In recent decades, the use of fossil fertilisers has skyrocketed. We now use twice as much as we actually need, yet production continues to grow unchecked.  

Fossil fertilisers are a cheap way to promote plant growth, but their overuse — especially in crops grown for animal feed — is seriously harming our planet.  

They create dead zones in our waterways, degrade our soils, and threaten public health. Meanwhile, they are fuelling a fossil-fuel-dependent, corporate-controlled food system that strips farmers and communities of their power to grow and control their own food.  

It’s time to shift away from fossil-fuelled farming and towards a food system that benefits planetary health, food security, and biodiversity.

Growth in fossil fertiliser production
has increased nine-fold since 1961
Fertilisers release nitrous oxide
a potent greenhouse gas which is 300 times more powerful than CO2 in trapping heat in the atmosphere over a 100–year period.
Nitrogen use in agriculture has exceeded safe ecological limits across the world
particularly in Asia, Europe, and North America, indicating significant environmental risks.

Our solutions

We’re exposing how the fossil fertiliser industry has broken the planet’s nitrogen cycle, manipulated food policies to protect its profits, and spread harmful practices to the Global South.

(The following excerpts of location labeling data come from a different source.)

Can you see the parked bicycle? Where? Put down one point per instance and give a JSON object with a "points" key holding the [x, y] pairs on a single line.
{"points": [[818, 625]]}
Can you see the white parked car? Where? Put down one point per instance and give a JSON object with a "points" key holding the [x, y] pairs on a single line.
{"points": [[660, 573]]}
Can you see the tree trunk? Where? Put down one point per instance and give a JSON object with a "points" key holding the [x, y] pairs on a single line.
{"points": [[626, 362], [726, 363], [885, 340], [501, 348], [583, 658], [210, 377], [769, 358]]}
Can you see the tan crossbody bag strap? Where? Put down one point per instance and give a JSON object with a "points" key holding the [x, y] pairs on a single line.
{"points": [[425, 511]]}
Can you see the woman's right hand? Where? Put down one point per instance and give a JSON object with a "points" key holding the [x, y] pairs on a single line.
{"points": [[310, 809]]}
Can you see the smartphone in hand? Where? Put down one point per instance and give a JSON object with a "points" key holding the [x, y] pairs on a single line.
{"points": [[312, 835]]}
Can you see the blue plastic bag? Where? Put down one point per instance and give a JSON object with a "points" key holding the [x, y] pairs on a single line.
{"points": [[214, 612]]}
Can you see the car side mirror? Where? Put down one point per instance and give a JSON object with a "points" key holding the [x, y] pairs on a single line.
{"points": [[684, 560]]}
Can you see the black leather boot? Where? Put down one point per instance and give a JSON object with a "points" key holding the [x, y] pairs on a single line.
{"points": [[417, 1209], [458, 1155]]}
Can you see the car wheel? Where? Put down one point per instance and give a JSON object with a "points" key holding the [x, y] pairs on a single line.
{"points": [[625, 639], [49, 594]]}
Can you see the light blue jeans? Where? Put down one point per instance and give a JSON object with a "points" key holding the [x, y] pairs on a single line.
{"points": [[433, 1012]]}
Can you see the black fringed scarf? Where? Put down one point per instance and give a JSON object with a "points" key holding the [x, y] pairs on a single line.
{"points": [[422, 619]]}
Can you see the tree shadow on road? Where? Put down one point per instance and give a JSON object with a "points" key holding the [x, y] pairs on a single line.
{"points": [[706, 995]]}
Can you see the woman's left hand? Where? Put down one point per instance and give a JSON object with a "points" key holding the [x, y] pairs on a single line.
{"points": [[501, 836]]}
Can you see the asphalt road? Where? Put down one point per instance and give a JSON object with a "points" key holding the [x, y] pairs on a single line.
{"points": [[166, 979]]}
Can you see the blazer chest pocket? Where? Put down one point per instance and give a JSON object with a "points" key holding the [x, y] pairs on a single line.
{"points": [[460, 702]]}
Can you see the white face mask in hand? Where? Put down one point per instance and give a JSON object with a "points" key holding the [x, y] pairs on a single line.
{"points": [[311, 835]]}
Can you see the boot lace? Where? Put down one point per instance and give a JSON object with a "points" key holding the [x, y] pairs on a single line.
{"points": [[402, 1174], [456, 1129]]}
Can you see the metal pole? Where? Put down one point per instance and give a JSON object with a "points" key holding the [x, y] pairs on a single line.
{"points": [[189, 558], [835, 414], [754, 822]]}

We’re naming names, demanding accountability, and calling for reparations for the damage they’ve caused.

Our goal is clear: reduce nitrogen pollution by transforming how we farm and what we eat. 

A shift toward plant-based diets, which are far more nitrogen-efficient than diets heavy in meat and dairy will reduce fossil fertiliser use, restore ecosystems, and help us build a food system that works for people and the planet. 

By changing diets and improving land use, we can reduce nitrogen use and pollution — building a fairer, more resilient food system.

In Europe, 80% of nitrogen used in crops goes into growing feed for livestock, not food for people.

Our demands

  • Identify and hold accountable the corporations that are responsible for, and have benefited from, breaking the nitrogen cycle.

  • Regulation of the fossil fertiliser industry. Compulsory targets and mandatory reporting of the total emissions (including scope 3).

  • Restrict fossil fertiliser industry access to public subsidies for blue and green hydrogen and redirect public money towards plant-based production models.

  • Significantly decrease the number of animals farmed. This will reduce nitrogen inputs and increase nitrogen use efficiency.

  • Government to actively promote reducing consumption of meat and dairy. Plant-based diets require less land and smaller amounts of fossil fertilisers thus reducing energy dependency and increasing food and energy resilience.

  • Governments to urgently adopt ambitious nitrogen use strategies in line with national and international targets.